Eine Verlängerung des Corona-Lockdowns in Deutschland über den 10. Januar hinaus hängt insbesondere mit dem Inzidenzwert zusammen. Die Erreichung eines bestimmten Zielwertes soll unter anderem sicherstellen, dass das Gesundheitssystem nicht überlastet wird. FITBOOK erklärt den Begriff und liefert eine kritische Einordnung.
Was bedeutet der Inzidenzwert?
Damit Infektionen mit dem Coronavirus nachverfolgt werden können und auch um das Gesundheitssystem nicht zu überlasten, gilt bislang ein Inzidenzwert von 50 als Zielmarke. Dieser Wert zeigt an, wie viele Menschen in einem bestimmten Zeitraum erkrankt sind. Der Inzidenzwert ist quasi die Neuerkrankungsrate. In der Coronapandemie wird dieser Wert für sieben Tage ermittelt. Bedeutet: Wie viele Menschen steckten sich innerhalb der letzten sieben Tage mit dem Coronavirus an, gemessen an 100.000 Einwohnern.
Bayern führte zudem einen Signalwert von 35 ein.
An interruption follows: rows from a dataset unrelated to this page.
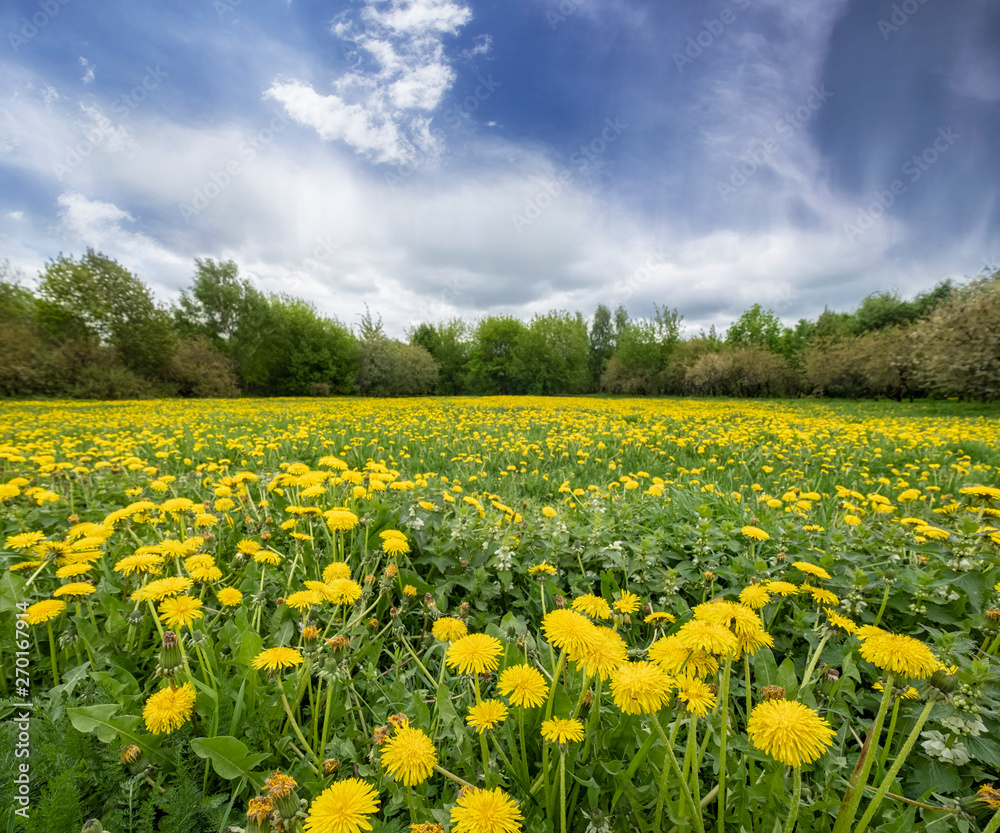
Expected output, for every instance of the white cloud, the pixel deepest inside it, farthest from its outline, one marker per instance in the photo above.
(381, 107)
(87, 76)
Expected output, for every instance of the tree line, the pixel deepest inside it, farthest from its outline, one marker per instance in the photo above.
(92, 329)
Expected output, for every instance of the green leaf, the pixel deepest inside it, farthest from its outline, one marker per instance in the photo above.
(230, 758)
(89, 719)
(765, 669)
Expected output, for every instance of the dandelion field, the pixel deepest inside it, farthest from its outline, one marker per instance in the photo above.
(495, 615)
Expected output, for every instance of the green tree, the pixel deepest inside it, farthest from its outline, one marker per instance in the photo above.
(757, 327)
(233, 315)
(550, 356)
(97, 299)
(490, 367)
(602, 340)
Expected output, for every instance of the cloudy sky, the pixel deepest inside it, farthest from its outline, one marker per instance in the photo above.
(439, 157)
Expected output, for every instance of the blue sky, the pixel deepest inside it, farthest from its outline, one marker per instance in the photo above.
(432, 158)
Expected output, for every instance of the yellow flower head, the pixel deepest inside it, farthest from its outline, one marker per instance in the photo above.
(474, 654)
(712, 638)
(697, 695)
(169, 709)
(568, 630)
(559, 730)
(670, 654)
(640, 687)
(627, 602)
(343, 807)
(275, 658)
(448, 629)
(45, 611)
(486, 715)
(523, 685)
(229, 597)
(409, 756)
(603, 654)
(336, 570)
(811, 569)
(593, 606)
(755, 596)
(789, 732)
(902, 655)
(74, 589)
(180, 610)
(485, 811)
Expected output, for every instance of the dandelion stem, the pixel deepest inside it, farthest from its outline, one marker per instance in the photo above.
(52, 651)
(812, 662)
(859, 779)
(724, 739)
(562, 791)
(699, 824)
(890, 776)
(793, 812)
(888, 735)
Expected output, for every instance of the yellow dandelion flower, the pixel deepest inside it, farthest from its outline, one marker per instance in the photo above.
(902, 655)
(486, 715)
(560, 730)
(409, 756)
(229, 597)
(789, 732)
(782, 588)
(755, 533)
(162, 588)
(448, 629)
(568, 630)
(640, 687)
(627, 602)
(485, 811)
(811, 569)
(593, 606)
(698, 635)
(45, 611)
(821, 595)
(755, 596)
(474, 654)
(669, 653)
(344, 591)
(523, 685)
(75, 589)
(169, 709)
(343, 807)
(336, 570)
(697, 696)
(277, 658)
(605, 652)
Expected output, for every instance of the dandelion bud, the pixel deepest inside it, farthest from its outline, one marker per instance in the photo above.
(281, 790)
(170, 653)
(259, 815)
(943, 681)
(985, 801)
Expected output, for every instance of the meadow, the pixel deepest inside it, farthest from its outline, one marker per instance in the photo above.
(499, 614)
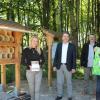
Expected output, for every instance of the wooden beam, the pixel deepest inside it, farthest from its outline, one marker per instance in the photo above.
(18, 40)
(7, 61)
(8, 44)
(3, 76)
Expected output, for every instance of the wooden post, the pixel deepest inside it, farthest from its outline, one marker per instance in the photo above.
(3, 76)
(18, 39)
(49, 43)
(49, 66)
(49, 37)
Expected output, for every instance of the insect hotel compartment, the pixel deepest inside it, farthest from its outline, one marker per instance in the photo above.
(6, 36)
(7, 53)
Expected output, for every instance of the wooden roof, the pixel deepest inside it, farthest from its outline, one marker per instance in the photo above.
(13, 26)
(51, 32)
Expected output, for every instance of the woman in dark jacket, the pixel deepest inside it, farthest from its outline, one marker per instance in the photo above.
(33, 57)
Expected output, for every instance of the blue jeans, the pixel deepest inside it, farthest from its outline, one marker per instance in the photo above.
(98, 88)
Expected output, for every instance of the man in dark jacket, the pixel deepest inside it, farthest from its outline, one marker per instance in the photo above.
(65, 64)
(87, 56)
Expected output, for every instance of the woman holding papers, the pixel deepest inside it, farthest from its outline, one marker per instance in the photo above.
(33, 58)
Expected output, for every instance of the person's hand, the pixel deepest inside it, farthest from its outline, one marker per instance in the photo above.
(30, 66)
(54, 69)
(73, 71)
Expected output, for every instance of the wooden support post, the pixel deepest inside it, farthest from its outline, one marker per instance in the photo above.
(17, 76)
(3, 76)
(18, 39)
(49, 37)
(49, 66)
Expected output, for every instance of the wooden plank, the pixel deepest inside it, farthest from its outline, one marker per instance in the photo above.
(8, 44)
(3, 76)
(18, 40)
(8, 61)
(17, 76)
(49, 67)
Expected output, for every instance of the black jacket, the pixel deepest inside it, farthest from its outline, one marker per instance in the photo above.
(71, 57)
(84, 54)
(31, 54)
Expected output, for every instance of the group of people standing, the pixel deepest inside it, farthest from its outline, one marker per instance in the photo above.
(64, 64)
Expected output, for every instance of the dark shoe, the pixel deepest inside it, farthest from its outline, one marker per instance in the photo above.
(58, 98)
(69, 98)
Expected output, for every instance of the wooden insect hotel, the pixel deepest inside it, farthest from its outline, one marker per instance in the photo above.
(10, 44)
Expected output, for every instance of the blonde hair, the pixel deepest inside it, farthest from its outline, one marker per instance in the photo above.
(30, 44)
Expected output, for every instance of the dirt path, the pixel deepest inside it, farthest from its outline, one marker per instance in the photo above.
(50, 93)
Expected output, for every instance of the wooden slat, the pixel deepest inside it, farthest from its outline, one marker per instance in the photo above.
(8, 44)
(3, 76)
(8, 61)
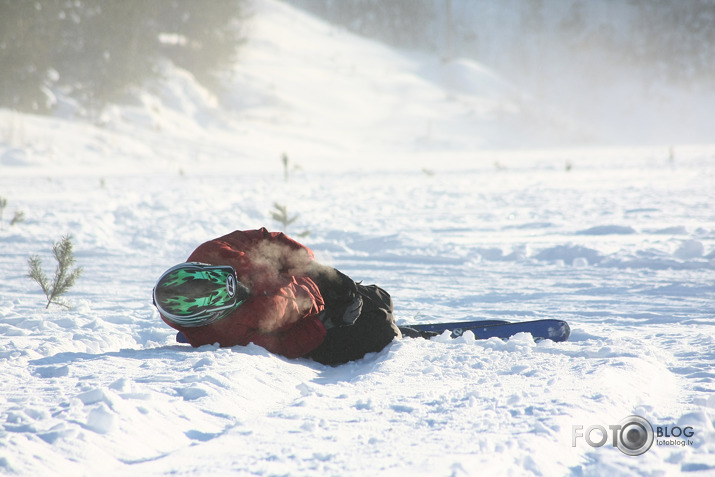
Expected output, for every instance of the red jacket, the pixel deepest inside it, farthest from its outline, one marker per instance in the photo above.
(281, 314)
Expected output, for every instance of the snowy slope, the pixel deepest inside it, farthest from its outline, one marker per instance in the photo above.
(394, 192)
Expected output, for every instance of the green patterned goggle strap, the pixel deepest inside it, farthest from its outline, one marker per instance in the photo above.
(196, 294)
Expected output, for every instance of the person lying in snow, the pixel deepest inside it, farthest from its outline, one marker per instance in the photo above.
(263, 287)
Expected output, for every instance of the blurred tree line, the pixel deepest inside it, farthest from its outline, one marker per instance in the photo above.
(96, 50)
(668, 41)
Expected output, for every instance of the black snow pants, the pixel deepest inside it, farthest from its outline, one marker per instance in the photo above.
(374, 329)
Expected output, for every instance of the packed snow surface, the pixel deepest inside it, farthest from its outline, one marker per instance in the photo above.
(392, 173)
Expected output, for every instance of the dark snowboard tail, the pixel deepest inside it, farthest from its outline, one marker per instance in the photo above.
(555, 330)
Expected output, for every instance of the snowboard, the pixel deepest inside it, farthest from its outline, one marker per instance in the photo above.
(555, 330)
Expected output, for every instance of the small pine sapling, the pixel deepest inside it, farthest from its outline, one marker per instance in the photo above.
(281, 215)
(65, 275)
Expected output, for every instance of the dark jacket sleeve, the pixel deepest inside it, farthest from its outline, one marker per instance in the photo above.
(282, 314)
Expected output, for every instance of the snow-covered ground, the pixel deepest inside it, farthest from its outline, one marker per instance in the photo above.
(398, 185)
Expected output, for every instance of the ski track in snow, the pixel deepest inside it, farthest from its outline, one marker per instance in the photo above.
(622, 247)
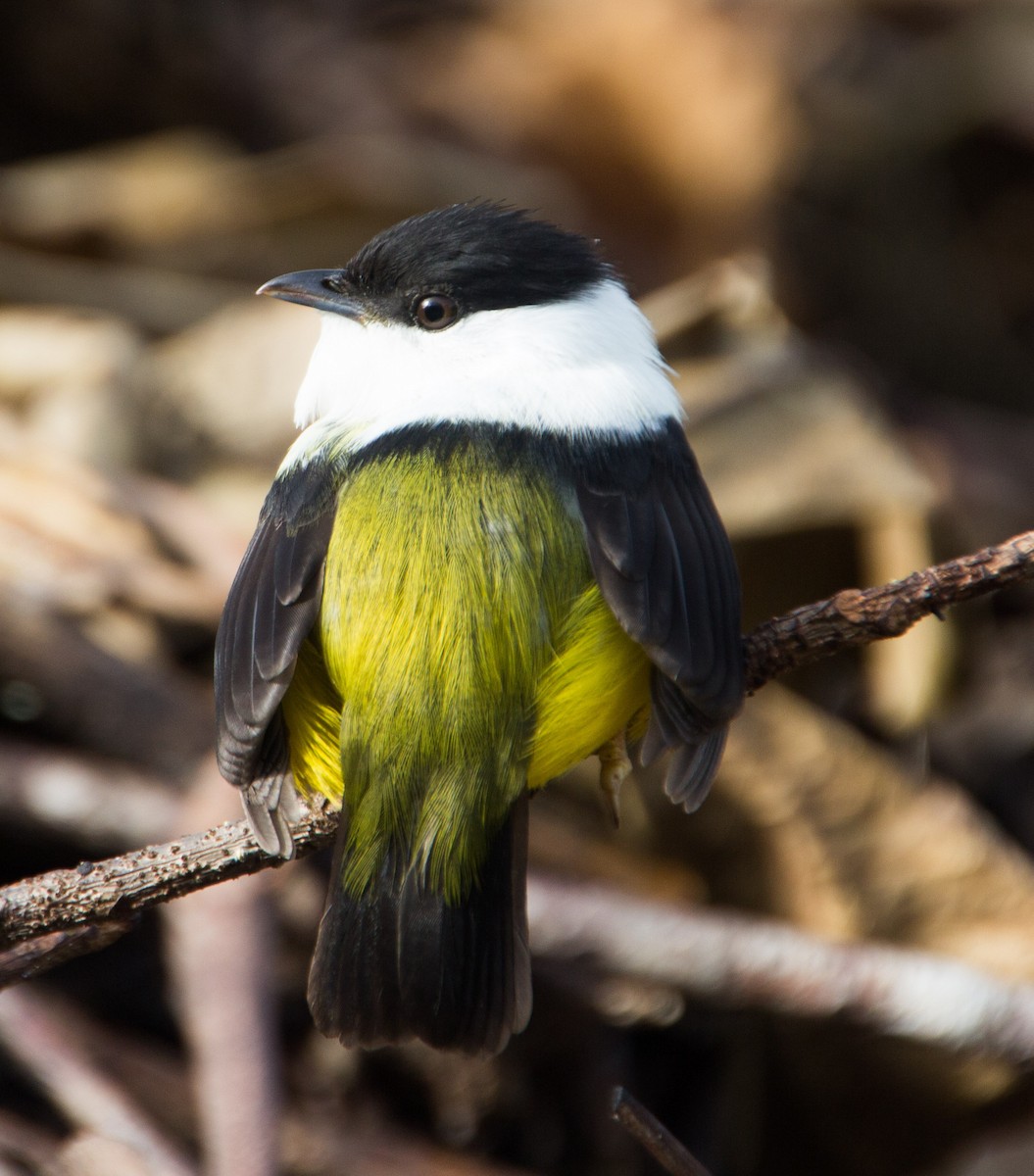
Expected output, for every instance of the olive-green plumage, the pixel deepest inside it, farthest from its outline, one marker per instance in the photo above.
(459, 620)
Liegt der Inzidenzwert darüber, verhängen die zuständigen Behörden strengere Hygienemaßnahmen. Noch strengere Maßnahmen zur Bekämpfung der Coronapandemie werden notwendig, sobald die Inzidenz auf die 50 übersteigt. Bundesweit lag mit Stand 30.12.2020 nach Angaben des Robert-Koch-Institut (RKI) der Inzidenzwert bei 141.
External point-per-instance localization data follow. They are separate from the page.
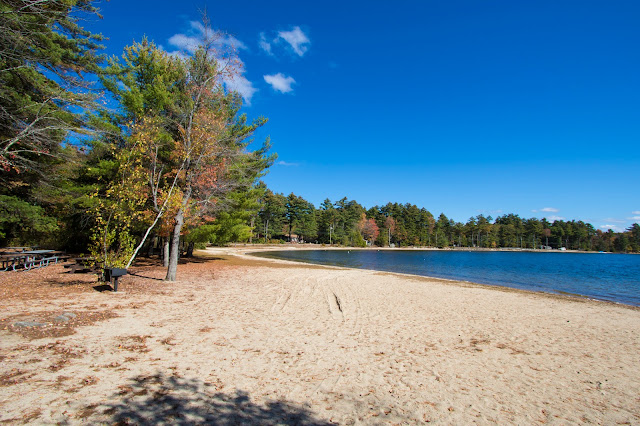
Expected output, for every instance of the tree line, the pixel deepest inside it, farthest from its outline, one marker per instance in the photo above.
(346, 222)
(108, 155)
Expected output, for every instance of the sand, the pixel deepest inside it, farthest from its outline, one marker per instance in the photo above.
(243, 341)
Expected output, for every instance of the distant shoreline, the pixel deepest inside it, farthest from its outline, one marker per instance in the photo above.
(310, 246)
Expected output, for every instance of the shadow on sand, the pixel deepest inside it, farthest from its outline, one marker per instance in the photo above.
(162, 399)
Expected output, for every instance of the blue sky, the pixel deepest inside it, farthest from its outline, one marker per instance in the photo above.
(462, 107)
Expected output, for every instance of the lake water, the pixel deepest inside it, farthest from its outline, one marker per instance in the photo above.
(604, 276)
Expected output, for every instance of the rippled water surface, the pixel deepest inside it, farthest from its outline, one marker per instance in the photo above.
(604, 276)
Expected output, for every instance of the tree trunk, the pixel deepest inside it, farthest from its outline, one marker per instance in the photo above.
(165, 257)
(172, 267)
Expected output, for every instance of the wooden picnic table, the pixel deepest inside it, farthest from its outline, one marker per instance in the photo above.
(82, 264)
(30, 259)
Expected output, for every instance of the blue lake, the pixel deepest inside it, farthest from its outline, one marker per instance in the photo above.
(604, 276)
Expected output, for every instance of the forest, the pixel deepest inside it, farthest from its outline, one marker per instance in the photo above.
(118, 156)
(346, 222)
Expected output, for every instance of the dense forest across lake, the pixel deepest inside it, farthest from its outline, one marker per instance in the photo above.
(346, 222)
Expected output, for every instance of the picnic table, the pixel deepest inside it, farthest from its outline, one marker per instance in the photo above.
(82, 264)
(29, 259)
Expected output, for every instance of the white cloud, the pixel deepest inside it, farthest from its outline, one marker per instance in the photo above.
(614, 228)
(240, 84)
(185, 43)
(297, 39)
(226, 47)
(264, 44)
(280, 82)
(614, 220)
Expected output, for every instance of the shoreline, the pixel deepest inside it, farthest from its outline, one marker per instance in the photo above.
(251, 340)
(555, 293)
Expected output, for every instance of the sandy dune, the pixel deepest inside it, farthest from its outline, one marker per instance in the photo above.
(265, 342)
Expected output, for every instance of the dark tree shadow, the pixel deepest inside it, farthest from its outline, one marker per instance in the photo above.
(162, 399)
(102, 287)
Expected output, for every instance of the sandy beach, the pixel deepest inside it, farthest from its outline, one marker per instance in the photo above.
(240, 340)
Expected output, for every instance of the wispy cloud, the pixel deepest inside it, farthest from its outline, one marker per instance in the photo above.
(297, 39)
(264, 44)
(614, 228)
(614, 220)
(280, 82)
(226, 47)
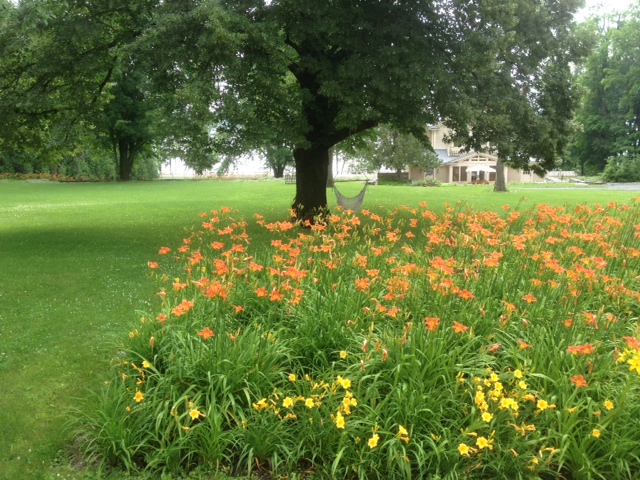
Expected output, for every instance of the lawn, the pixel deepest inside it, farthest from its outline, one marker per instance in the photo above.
(74, 275)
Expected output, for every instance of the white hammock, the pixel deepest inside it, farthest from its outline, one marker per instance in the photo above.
(354, 204)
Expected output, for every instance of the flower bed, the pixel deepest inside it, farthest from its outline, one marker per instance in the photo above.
(405, 345)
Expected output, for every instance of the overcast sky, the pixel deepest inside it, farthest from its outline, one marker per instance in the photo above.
(605, 6)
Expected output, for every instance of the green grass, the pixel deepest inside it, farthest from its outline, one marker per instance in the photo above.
(73, 274)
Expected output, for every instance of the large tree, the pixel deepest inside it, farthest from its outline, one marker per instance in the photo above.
(66, 74)
(311, 74)
(497, 70)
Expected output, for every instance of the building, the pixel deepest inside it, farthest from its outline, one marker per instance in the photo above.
(465, 167)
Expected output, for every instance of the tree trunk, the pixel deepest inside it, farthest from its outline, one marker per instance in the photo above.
(127, 150)
(312, 166)
(330, 168)
(501, 184)
(278, 170)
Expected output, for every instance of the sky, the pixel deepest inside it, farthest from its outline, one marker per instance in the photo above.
(605, 6)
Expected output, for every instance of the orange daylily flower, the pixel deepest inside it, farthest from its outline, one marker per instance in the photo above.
(579, 381)
(206, 333)
(459, 328)
(432, 324)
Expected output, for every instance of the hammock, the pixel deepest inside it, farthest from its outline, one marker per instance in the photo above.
(354, 204)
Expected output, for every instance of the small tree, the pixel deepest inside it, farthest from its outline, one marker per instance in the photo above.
(277, 159)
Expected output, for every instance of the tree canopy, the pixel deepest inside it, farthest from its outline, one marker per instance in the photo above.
(306, 74)
(609, 114)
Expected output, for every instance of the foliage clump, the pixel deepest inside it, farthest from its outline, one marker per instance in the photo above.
(622, 169)
(405, 345)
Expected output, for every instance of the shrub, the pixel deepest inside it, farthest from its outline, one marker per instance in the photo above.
(622, 169)
(428, 182)
(406, 345)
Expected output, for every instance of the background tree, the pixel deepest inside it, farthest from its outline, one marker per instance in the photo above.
(231, 73)
(595, 138)
(385, 147)
(67, 76)
(277, 158)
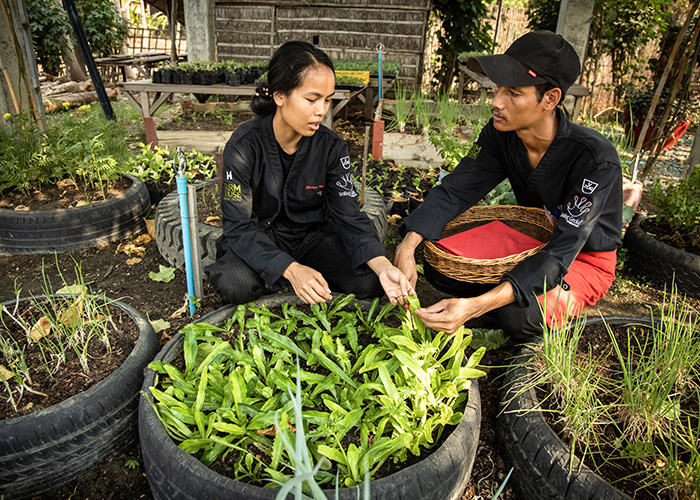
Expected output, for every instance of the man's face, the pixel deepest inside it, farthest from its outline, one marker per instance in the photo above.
(517, 108)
Und warum eine Spanne von sieben Tagen?
Einige Gesundheitsämter geben die aktuellen Zahlen erst zu Beginn der neuen Woche bekannt. Auch über die Feiertage schwanken die Zahlen. So können Unregelmäßigkeiten bei den Meldungen entstehen. Die gewählte Zeitspanne von einer Woche soll diese ausgleichen.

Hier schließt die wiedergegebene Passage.